Chapter 19. filters

Table of Contents

cat
tee
grep
cut
tr
wc
sort
uniq
comm
od
sed
pipe examples
who | wc
who | cut | sort
grep | cut
practice: filters
solution: filters

Commands that are created to be used with a pipe are often called filters. These filters are very small programs that do one specific thing very efficiently. They can be used as building blocks.

This chapter will introduce you to the most common filters. The combination of simple commands and filters in a long pipe allows you to design elegant solutions.

cat

When between two pipes, the cat command does nothing (except putting stdin on stdout).

[paul@RHEL4b pipes]$ tac count.txt | cat | cat | cat | cat | cat
five
four
three
two
one
[paul@RHEL4b pipes]$

tee

Writing long pipes in Unix is fun, but sometimes you may want intermediate results. This is were tee comes in handy. The tee filter puts stdin on stdout and also into a file. So tee is almost the same as cat, except that it has two identical outputs.

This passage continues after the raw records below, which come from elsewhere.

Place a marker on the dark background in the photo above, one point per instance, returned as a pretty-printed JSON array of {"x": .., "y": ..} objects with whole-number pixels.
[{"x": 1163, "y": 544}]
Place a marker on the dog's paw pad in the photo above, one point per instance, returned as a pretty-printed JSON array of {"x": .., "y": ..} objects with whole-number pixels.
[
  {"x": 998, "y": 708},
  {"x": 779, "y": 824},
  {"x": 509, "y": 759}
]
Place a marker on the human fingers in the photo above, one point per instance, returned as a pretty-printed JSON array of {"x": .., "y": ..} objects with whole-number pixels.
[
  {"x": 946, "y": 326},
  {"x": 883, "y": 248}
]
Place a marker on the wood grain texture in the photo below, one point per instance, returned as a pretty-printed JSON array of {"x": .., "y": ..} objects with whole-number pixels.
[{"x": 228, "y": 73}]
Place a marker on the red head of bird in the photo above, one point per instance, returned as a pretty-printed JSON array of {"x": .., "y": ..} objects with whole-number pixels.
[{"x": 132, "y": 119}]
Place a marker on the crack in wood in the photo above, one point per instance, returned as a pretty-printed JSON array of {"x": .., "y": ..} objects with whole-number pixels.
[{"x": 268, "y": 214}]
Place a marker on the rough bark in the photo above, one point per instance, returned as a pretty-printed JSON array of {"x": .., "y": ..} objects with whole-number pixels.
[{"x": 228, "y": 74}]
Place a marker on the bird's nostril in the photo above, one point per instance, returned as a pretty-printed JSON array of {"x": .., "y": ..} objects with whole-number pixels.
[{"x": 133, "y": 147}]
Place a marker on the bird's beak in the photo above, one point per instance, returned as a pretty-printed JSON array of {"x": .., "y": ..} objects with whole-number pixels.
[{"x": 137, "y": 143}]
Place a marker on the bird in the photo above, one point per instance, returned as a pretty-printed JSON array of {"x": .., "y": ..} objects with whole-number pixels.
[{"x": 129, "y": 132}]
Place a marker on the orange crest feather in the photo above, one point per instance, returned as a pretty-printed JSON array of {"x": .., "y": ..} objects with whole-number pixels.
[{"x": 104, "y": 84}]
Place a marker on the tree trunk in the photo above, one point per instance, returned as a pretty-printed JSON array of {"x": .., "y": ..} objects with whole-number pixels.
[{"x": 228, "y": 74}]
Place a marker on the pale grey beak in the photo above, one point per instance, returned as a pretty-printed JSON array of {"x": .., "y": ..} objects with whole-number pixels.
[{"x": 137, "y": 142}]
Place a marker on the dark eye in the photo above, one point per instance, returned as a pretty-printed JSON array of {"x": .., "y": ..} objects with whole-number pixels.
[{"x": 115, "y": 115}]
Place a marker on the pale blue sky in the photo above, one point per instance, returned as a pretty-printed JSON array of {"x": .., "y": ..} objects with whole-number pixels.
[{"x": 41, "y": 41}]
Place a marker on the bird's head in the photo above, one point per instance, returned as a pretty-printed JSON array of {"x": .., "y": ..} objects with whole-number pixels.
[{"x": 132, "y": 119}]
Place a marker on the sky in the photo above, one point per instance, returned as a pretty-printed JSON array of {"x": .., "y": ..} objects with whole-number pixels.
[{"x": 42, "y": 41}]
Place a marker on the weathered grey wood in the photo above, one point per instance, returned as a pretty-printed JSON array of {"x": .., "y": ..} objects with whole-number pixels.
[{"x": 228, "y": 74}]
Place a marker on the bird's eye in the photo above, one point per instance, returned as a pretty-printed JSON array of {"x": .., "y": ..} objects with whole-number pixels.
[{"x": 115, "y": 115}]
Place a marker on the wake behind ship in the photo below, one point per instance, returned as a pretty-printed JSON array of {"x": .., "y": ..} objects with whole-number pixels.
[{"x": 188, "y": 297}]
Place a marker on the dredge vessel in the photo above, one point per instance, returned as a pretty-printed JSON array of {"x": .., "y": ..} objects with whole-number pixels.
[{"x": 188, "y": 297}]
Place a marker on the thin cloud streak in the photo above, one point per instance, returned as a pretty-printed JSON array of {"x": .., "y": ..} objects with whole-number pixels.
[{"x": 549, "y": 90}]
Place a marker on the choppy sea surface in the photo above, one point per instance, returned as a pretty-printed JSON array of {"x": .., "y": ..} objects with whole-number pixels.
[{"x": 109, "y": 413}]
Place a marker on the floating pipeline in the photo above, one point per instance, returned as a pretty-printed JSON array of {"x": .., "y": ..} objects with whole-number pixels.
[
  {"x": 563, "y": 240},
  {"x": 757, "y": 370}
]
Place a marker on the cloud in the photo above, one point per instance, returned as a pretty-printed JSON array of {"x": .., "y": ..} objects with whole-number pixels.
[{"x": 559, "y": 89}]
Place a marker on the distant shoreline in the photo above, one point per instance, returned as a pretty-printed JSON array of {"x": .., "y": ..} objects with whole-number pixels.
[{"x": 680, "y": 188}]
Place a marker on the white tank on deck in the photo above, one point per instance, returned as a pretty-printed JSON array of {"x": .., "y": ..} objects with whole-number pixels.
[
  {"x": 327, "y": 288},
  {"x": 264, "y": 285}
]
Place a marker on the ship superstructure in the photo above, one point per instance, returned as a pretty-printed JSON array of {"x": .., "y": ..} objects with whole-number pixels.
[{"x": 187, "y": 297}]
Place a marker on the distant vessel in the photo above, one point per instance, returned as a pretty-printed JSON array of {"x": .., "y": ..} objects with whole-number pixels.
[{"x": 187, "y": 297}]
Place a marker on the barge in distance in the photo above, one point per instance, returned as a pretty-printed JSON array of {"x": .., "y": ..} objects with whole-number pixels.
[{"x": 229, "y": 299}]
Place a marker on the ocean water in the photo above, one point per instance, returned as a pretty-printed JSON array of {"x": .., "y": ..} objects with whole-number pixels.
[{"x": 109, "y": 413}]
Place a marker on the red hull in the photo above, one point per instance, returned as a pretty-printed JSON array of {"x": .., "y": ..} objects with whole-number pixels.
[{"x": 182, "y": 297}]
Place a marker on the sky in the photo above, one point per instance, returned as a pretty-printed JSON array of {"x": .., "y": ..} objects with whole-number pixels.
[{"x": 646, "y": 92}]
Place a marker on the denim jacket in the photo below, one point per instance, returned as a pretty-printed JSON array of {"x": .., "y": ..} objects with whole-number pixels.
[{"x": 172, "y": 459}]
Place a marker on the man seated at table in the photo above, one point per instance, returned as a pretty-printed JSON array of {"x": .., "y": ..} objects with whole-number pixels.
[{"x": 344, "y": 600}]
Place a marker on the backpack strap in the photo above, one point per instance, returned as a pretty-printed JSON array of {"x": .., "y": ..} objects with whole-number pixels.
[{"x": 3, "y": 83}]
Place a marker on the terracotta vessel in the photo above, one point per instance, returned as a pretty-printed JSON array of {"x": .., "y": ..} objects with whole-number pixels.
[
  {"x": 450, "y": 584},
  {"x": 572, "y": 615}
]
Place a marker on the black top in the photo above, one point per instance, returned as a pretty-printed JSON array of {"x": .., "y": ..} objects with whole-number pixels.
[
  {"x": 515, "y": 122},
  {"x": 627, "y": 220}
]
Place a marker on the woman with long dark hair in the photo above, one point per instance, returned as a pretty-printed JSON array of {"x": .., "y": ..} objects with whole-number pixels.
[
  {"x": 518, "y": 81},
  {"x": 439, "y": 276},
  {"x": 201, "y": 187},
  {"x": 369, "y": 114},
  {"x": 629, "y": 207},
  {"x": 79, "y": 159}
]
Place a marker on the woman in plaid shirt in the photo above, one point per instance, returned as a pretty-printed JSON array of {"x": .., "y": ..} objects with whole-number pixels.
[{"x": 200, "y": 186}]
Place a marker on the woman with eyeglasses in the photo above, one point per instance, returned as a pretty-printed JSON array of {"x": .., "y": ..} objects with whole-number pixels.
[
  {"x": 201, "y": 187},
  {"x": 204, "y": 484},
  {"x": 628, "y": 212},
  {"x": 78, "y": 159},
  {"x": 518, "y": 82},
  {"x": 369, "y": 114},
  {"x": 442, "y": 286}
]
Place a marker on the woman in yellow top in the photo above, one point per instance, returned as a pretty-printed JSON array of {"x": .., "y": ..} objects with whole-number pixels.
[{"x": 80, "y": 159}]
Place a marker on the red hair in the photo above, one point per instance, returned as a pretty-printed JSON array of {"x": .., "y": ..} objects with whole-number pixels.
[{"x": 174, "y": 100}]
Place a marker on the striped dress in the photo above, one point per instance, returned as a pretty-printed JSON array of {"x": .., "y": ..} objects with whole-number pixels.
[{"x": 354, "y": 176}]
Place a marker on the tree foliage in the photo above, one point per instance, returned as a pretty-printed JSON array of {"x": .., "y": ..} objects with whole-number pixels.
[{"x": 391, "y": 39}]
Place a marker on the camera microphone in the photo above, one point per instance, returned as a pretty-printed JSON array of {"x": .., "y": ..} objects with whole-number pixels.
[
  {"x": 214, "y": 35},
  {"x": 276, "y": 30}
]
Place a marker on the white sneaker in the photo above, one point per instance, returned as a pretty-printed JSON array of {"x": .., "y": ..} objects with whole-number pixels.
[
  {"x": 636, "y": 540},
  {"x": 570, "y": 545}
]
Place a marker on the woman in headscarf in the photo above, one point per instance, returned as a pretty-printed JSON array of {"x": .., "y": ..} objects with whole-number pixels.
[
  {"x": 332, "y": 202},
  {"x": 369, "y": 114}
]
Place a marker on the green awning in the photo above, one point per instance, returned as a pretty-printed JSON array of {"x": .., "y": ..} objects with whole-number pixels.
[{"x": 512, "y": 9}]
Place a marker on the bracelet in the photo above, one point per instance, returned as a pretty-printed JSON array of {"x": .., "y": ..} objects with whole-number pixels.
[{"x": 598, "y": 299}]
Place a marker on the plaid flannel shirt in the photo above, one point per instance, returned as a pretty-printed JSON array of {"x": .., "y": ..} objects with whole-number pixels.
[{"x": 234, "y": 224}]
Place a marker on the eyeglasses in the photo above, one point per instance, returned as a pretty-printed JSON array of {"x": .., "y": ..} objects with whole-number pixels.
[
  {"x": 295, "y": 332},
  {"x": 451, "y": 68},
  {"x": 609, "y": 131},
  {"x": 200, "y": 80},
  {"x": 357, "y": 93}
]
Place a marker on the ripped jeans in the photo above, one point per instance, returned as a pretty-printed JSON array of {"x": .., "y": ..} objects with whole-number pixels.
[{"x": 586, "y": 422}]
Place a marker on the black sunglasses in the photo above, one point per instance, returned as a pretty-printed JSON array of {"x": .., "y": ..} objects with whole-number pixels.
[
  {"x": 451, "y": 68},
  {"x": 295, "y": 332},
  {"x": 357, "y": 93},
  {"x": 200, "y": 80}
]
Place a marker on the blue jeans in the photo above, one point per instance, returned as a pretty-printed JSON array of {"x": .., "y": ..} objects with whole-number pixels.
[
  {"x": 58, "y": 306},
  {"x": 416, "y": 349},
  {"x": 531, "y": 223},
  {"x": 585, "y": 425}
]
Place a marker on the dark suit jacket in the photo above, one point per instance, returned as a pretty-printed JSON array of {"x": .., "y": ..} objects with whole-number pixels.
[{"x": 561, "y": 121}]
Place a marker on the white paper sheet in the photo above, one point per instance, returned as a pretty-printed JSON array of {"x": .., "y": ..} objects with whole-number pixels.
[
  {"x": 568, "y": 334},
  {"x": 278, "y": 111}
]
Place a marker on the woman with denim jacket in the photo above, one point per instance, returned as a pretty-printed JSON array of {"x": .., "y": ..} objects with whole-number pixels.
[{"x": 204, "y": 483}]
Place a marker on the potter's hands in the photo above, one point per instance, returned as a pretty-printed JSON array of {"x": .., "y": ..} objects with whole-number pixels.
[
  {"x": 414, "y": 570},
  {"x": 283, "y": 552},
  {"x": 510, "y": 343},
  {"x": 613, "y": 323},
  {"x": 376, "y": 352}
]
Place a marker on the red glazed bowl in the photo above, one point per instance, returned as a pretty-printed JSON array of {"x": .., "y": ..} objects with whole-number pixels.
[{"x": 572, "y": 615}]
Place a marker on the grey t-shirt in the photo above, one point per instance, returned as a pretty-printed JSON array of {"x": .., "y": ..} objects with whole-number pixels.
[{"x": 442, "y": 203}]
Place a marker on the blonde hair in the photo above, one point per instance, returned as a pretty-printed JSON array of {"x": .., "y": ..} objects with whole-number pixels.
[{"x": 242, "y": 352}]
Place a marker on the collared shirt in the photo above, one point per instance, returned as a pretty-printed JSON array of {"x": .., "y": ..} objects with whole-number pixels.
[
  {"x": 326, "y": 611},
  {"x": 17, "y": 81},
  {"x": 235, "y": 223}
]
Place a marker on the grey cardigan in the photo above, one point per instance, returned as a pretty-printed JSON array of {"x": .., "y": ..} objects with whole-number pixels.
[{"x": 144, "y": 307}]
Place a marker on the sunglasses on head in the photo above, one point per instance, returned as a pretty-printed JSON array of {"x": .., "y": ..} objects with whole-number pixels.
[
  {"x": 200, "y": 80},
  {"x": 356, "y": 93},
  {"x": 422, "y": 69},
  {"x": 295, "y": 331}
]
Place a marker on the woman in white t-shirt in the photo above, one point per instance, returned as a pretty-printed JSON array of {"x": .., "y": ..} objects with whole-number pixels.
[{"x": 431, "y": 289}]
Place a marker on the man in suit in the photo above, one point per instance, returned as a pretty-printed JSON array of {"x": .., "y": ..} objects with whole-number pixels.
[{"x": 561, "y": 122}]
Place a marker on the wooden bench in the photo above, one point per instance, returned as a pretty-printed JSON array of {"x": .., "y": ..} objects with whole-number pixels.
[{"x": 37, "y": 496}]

[paul@RHEL4b pipes]$ tac count.txt | tee temp.txt | tac
one
two
three
four
five
[paul@RHEL4b pipes]$ cat temp.txt 
five
four
three
two
one
[paul@RHEL4b pipes]$

grep

The grep filter is famous among Unix users. The most common use of grep is to filter lines of text containing (or not containing) a certain string.

[paul@RHEL4b pipes]$ cat tennis.txt 
Amelie Mauresmo, Fra
Kim Clijsters, BEL
Justine Henin, Bel
Serena Williams, usa
Venus Williams, USA
[paul@RHEL4b pipes]$ cat tennis.txt | grep Williams
Serena Williams, usa
Venus Williams, USA

You can write this without the cat.

[paul@RHEL4b pipes]$ grep Williams tennis.txt 
Serena Williams, usa
Venus Williams, USA

One of the most useful options of grep is grep -i which filters in a case insensitive way.

[paul@RHEL4b pipes]$ grep Bel tennis.txt 
Justine Henin, Bel
[paul@RHEL4b pipes]$ grep -i Bel tennis.txt 
Kim Clijsters, BEL
Justine Henin, Bel
[paul@RHEL4b pipes]$

Another very useful option is grep -v which outputs lines not matching the string.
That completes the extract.